Answer: Aren't gardens just amazing!
There are just so many variables at work in the garden, it is hard to predict what will or won't happen due to any one isolated act. While your gardens may be close together, their conditions may be wildly divergent depending on soil conditions/improvements, watering methods, exposure and air currents, varieties grown and even timing for transplant and add to that the variables of seedling and pre-transplant care... Often stress at a certain stage of a plant's early development can have consequences far down the line in terms of flowering and fruiting!
Then of course there are the uncontrollable things like incomplete pollination due to rain or blossom drop due to high temperatures or drought stress or even failure to blossom due to something out of your control such as a cold spell at the seedling stage....
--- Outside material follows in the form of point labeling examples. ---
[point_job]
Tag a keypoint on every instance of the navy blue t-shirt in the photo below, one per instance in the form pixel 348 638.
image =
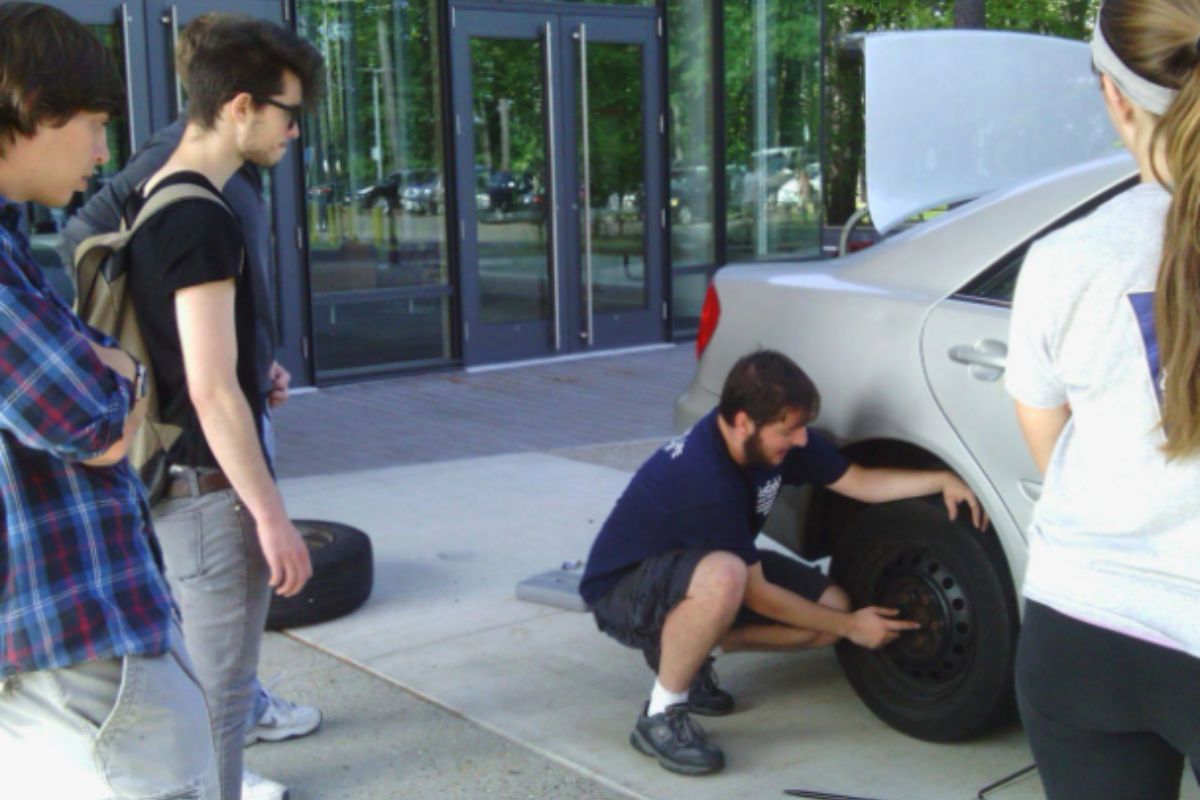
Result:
pixel 693 495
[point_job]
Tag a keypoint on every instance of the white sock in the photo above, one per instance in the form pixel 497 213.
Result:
pixel 661 697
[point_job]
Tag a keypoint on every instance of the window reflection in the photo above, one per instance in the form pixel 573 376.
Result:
pixel 617 170
pixel 510 179
pixel 773 108
pixel 376 187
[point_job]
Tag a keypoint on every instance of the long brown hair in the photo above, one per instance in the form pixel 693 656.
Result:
pixel 1161 41
pixel 51 68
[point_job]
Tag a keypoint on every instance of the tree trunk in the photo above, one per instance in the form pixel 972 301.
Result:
pixel 969 13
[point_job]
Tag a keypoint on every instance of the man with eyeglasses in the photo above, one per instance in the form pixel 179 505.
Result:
pixel 271 717
pixel 225 533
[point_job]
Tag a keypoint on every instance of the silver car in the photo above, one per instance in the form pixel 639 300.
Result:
pixel 906 342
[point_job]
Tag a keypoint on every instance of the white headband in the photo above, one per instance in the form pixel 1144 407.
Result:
pixel 1141 92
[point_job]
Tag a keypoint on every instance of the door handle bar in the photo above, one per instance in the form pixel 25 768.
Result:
pixel 587 185
pixel 556 284
pixel 173 20
pixel 979 356
pixel 126 46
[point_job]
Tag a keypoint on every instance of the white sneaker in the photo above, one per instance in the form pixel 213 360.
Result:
pixel 282 720
pixel 256 787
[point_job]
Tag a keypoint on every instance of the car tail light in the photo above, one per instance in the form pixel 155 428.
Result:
pixel 709 314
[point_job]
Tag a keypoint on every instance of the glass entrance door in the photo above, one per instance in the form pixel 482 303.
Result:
pixel 557 181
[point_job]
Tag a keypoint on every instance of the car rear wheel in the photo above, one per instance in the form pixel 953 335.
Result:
pixel 953 678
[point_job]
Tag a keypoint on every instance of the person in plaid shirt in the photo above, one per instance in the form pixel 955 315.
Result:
pixel 97 697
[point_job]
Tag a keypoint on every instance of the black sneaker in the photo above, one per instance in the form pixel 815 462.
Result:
pixel 706 696
pixel 678 743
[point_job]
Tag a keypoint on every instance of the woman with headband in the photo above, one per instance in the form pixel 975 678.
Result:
pixel 1104 366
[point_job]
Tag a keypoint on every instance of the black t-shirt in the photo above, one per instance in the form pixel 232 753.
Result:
pixel 189 244
pixel 693 495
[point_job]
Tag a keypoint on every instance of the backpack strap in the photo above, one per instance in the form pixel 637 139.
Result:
pixel 169 196
pixel 175 193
If there is widespread and frequent use of indescriminate broad spectrum pesticides in your neighborhood, I suppose there could be a pollination problem. Many native plants as well as cultivated fruits and vegetables are pollinated by insects, so it is worth pondering the effects of insect eradication, particularly if they are in an area where they are unlikely to contact people; however the removal of a paperwasp (I suspect) nest would be unlikely to affect all of your plants. Other environmental factors are also critical -- an early dry spell or late frost can zap a cherry crop for instance and rootbound transplants may never outgrow that early stunting.
Tomatoes can be touchy with regard to everything from soil moisture to night time temperatures, as can peppers. I am not sure about the cucumber vs. zucchini problem excpet that some varieties can take longer before they come into production and that zukes do produce male flowers before they begin to produce the bearing female flowers. (So you should have zukes soon!)
Having said all that, you can certainly try hand pollinating if you suspect this is the problem or if you want to experiment a little.